Peter Biello: Welcome to the Georgia Today podcast from GPB News. Today is Tuesday, Sept. 24. I'm Peter Biello. On today's episode, a hurricane is headed towards Georgia. Apalachee High School officials are providing counselors, therapy, dogs and more police as students return to school. And dockworkers in Brunswick and Savannah will most likely go on strike next week. These stories and more are coming up on this edition of Georgia Today.
Story 1:
Peter Biello: Tropical Storm Helene is expected to make landfall as a major hurricane in the Florida panhandle on Thursday and bring dangerous flooding and damaging winds to Georgia. Georgia Emergency Management Agency director James Stallings urged residents to prepare.

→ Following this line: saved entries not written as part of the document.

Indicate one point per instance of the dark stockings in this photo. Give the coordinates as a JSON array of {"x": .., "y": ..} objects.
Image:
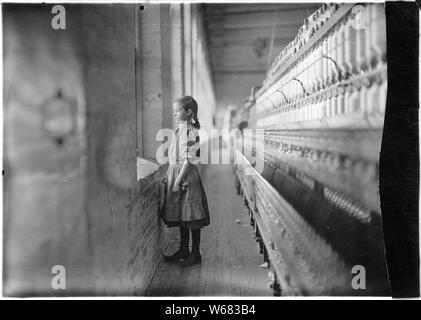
[{"x": 184, "y": 237}]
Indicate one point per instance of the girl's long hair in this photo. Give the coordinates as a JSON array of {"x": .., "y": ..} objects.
[{"x": 187, "y": 102}]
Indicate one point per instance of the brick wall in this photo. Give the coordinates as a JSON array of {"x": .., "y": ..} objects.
[{"x": 79, "y": 202}]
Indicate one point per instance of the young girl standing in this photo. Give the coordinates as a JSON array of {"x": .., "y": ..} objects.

James Stallings: This storm is very different than we just had with Hurricane Debby. If you remember just recently, Hurricane Debby was a very slow, heavy rain event. This is going to be a fast-moving wind event with rain. There are significant impacts across Georgia. We're looking at hurricane force winds within a 50 mile radius of I-75 south of Macon. And then tropical storm force winds, possibly statewide. If you remember, back in the early 90s, a Hurricane Opal, we had those significant wind events all the way up into the North Georgia mountains. This is another opportunity to experience that. We fully anticipate widespread power outages from a significant number of downed trees and power lines all throughout the state. Rainfall totals are expected to be 4 to 8in statewide, with higher totals possible in the north Georgia mountains, leading to the threat of flash flooding.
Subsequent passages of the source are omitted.